There’s an exciting new project called Theological Engagement with California Culture that is taking its first steps toward coming to terms with the entity that is California.
Of course I think it’s exciting; it’s partly my idea to get this thing going. I’ve lived in California a long time now, and am a native (though I spent some formative years “back East,” as we say “out here”). But the project has finally gone from being a mental hobby to being an interdisciplinary collaborative project that is getting traction.
TECC has a website, a steering committee, a call for papers to gather submissions for a proposed session at the national ETS meeting in San Francisco in November 2011 (Richard Mouw is already committed to present at it), and initial plans for a series of conferences and consultations.

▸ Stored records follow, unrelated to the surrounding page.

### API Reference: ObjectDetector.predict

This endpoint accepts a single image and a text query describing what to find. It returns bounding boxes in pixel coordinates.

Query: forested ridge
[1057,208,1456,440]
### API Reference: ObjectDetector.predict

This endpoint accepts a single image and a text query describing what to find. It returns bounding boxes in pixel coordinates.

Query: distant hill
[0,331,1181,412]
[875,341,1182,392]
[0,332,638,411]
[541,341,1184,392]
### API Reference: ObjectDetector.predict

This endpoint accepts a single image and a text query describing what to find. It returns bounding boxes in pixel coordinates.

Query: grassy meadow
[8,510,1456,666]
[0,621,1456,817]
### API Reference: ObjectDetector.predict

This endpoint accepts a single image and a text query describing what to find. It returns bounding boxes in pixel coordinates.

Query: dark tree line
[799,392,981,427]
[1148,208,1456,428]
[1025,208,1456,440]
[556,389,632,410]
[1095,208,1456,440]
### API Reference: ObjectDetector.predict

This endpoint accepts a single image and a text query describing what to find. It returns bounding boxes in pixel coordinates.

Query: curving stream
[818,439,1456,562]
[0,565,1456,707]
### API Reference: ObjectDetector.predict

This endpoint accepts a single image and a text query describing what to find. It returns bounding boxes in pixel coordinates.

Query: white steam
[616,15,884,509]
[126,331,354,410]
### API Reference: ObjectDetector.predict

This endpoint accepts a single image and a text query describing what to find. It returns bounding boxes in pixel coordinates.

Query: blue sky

This week, Joe Gorra at the Evangelical Philosophical Society’s blog interviewed 2/3 of the steering committee (Jason Sexton and me) about the status of the project. Here’s a key quote from the interview:
It would probably be in bad taste to belabor a Gold Rush analogy, but I think that California as a theological subject is resource-rich and under-explored. I just started poking around a little bit in the area of California literary regionalism as an amateur investigator, trying to solve the small-scale problem of “what are the California great books I should assign?” What I discovered is that there’s been some really good work done on that subject by real literary scholars. But when it comes to theologians, we just haven’t done enough with California. As soon as I started using the tools of my own trade and asking theological questions, I found vast stretches of unexplored intellectual territory. I may not have cried “Eureka,” but I am sending out the word that there’s work to be done here for many hands.